Princeton University

Princeton University

Princeton, NJ


Fri, Apr 12 '13
Princeton, NJ, US

PARTICIPANTS: Peter Galison, Manuel deLanda, Andrew Barry, Anthony Vidler, Dominique Boullier, Sophie Houdart, Graham Burnett, David Benjamin, Natalie Jeremijenko, Tomas Saraceno

The symposium is inspired by the recent publication of Cosmopolitics by Isabelle Stengers. Stengers argues that a politics that will not be attached to a cosmos is moot, and that a cosmos detached from politics is irrelevant. She presents us with a new way of understanding a diverse range of practices and their relation to a material and living world.
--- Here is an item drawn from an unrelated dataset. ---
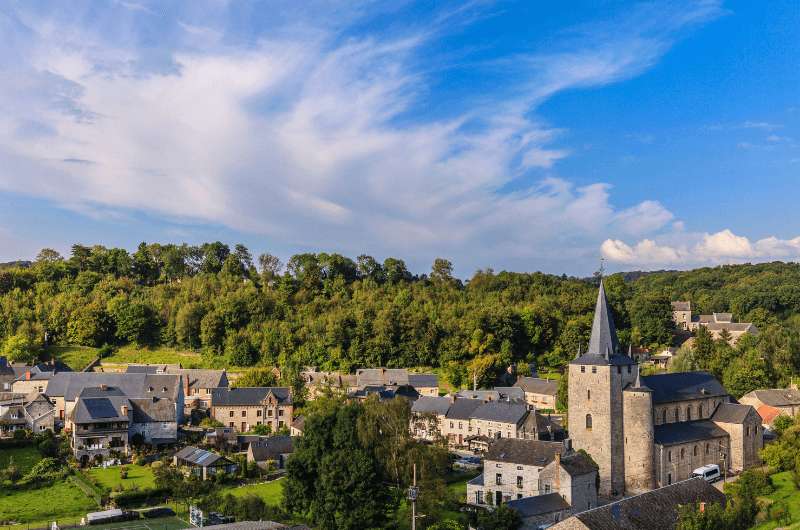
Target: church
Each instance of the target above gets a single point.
(646, 432)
Ecology of practice is used here not as a naturalizing metaphor, but as a politically sensitive concept to capture and understand contemporary scientific, design, artistic and urban planning practices. Ecology is an alternative to modernization. It is a new way to handle all the objects of human and non-human collective life.

The symposium aims at proposing new ways of addressing designers to what they do, and therefore other ways of addressing the others. We set the questions: How can design practice be read "from within" -- first, as a dynamic way of incorporating as constitutive dimensions the criteria and modes of judgment of a collective practice, second, in the ecology of relationships among disciplines, in their controversies through which the scope, rights, and obligations of a practice are discussed and challenged? What are the requirements, constraints, and obligations of different types of creative and fabricating relationships? How do they affect the practitioners? How can we foster designers' own force and make present what causes designers to think, feel, and act? Who is, or will be, affected by the design and how? How is the agency of other species and objects taken into account? These are all cosmopolitical questions.

To provide answer to these questions, historians, anthropologists, science studies scholars, sociologists, political scientists, urban historians, architects, designers and artists are invited to tackle the ecologies of diverse practices: of physicists, engineers, activists, urban planners and designers, oceanographers, ecologists and natural scientists. The point is not to learn from the others "as they are," but to learn from them as they become able to produce relevant ways of resisting what defines them. This trans-disciplinary dialogue on ecology of practice is expected to actively create the possibility of new types of 'we', which will undo the molar socio-professional strata of architects as a group. This will create new possibilities for designers to be present and to connect.